Jana Flegel (Wuppertal / DE), Shiva Ahmadi (Wuppertal / DE), Tommaso Mari (Wuppertal / DE), Rieke Berger (Wuppertal / DE), Chiara Sinsteden (Wuppertal / DE), Alana Gerlach (Wuppertal / DE), Hannah Bock (Wuppertal / DE), Sonja Anlauf (Wuppertal / DE), Sebastian Essig (Wuppertal / DE)
For the development of effective and safe drugs, a clear understanding of the direct drug-protein interactions and the mode of action in a physiologically relevant biological system is of highest relevance. A high number of drug candidates fail throughout all stages of drug development due to lack of efficiency or undesired side effects potentially caused by off-target binding. These failures lead to an immense loss of resources and time, which ultimately translates into a prolonged suffering time for patients from their diseases. Consequently, understanding of the molecular interactions of biologically active small molecules at very early stages is crucial for early de-risking, compound prioritization and data-driven allocation of research resources to the most promising drug development projects.
Over the past years, chemical proteomics approaches have increasingly gained popularity within early drug discovery for unbiased target and off-target identification, target engagement assays as well as to facilitate compound mode of action deconvolution. Among others, the CEllular Thermal Shift Assay (CETSA®) technology is emerging as a key technology for drug discovery programs. Multiple studies have shown that CETSA® coupled to mass spectrometry (MS) is a powerful tool that allows for label-free target deconvolution in complex samples such as cell lysates, intact cells and tissues. However, although multiplexing approaches were reported over the past years, CETSA®-MS workflows remain laborious. Additionally accounting for the required MS measurement time, the throughput of this technology is still very limited.
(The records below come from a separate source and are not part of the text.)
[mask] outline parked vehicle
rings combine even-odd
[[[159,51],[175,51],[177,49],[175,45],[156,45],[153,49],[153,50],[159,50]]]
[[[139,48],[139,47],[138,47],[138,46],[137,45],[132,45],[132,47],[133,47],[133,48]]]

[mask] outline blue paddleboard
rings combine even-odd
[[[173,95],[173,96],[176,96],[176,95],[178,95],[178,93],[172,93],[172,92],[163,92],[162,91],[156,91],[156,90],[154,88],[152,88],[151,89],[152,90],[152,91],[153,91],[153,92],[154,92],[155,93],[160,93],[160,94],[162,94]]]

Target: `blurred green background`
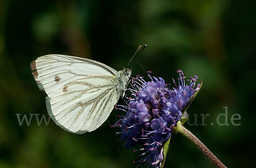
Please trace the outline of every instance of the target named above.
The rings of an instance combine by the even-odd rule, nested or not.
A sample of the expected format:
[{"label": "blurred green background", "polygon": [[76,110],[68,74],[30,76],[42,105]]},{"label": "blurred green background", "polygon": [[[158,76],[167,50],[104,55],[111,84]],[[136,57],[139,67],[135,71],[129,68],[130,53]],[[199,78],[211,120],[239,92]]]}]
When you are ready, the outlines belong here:
[{"label": "blurred green background", "polygon": [[[227,167],[255,166],[256,3],[251,0],[0,0],[0,167],[130,168],[137,154],[121,149],[113,111],[91,133],[66,132],[50,120],[20,126],[15,114],[47,115],[29,64],[49,54],[88,58],[118,70],[140,44],[139,62],[166,83],[180,69],[203,81],[188,110],[207,125],[188,125]],[[255,95],[254,96],[255,97]],[[123,102],[120,101],[119,104]],[[228,106],[229,126],[216,124]],[[233,114],[241,120],[231,124]],[[48,116],[47,119],[48,119]],[[195,119],[190,118],[193,123]],[[225,122],[221,117],[221,122]],[[212,126],[211,122],[215,124]],[[165,167],[214,168],[193,144],[173,136]]]}]

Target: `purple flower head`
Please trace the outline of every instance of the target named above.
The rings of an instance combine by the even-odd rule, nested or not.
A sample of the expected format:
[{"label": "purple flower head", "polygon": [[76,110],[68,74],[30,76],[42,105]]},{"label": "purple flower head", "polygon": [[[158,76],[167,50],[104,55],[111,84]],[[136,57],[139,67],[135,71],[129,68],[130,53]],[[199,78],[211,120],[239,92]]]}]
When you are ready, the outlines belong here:
[{"label": "purple flower head", "polygon": [[183,72],[179,70],[177,72],[178,82],[177,85],[172,79],[173,88],[163,78],[151,77],[151,72],[149,72],[150,82],[140,75],[132,78],[131,88],[128,89],[132,92],[132,97],[125,97],[128,99],[128,105],[115,106],[116,109],[126,113],[113,126],[121,128],[117,134],[121,134],[121,140],[125,141],[125,146],[131,148],[139,145],[142,147],[134,151],[144,151],[137,155],[137,160],[134,161],[139,164],[138,166],[148,164],[153,167],[160,167],[164,143],[180,120],[191,98],[200,89],[200,84],[195,88],[197,76],[185,82]]}]

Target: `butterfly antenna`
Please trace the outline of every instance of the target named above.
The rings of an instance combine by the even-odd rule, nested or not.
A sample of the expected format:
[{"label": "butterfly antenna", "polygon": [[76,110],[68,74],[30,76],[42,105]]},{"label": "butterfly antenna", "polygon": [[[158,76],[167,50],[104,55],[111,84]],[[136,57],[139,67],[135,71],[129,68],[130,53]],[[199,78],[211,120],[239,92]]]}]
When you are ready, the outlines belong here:
[{"label": "butterfly antenna", "polygon": [[[143,49],[144,49],[145,48],[146,48],[146,46],[147,46],[147,45],[146,44],[145,44],[144,45],[144,46],[143,47],[143,48],[142,48],[142,49],[141,49],[141,50],[140,50],[140,52],[139,53],[140,53]],[[137,51],[136,51],[136,52],[135,52],[135,53],[134,53],[134,55],[133,55],[133,56],[131,58],[131,59],[129,62],[129,63],[128,63],[128,65],[127,65],[127,68],[126,69],[128,69],[128,67],[129,67],[129,66],[130,65],[131,63],[131,61],[132,61],[132,60],[134,58],[134,56],[135,56],[135,55],[136,55],[137,52],[138,52],[138,51],[140,50],[140,49],[141,48],[141,45],[140,45],[140,46],[139,46],[139,48],[138,48],[138,49],[137,49]]]},{"label": "butterfly antenna", "polygon": [[139,65],[140,65],[140,66],[141,66],[141,68],[142,68],[142,69],[144,70],[144,71],[146,72],[146,73],[148,74],[148,72],[145,70],[145,69],[144,68],[143,68],[143,66],[142,66],[142,65],[141,65],[141,64],[140,64],[140,63],[139,63],[138,62],[135,62],[135,63],[137,63],[139,64]]}]

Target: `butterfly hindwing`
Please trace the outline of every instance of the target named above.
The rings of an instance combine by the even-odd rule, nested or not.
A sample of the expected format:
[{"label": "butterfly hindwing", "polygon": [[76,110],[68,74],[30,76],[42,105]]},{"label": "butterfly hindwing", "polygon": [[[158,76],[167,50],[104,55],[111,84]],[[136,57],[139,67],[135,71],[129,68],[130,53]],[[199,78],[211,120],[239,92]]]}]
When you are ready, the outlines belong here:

Here, we will provide an overview about the compressed CETSA® MS platform that we established at Bayer AG. The improvements we implemented led to a largely automated workflow that enables proteome-wide target engagement studies at higher throughput. Here, we showcase how this platform is used for flexible and fast evaluation of compound-protein interactions at scale, and how we use it to support ongoing drug discovery projects with drug-candidate prioritization and early de-risking of drug-development programs.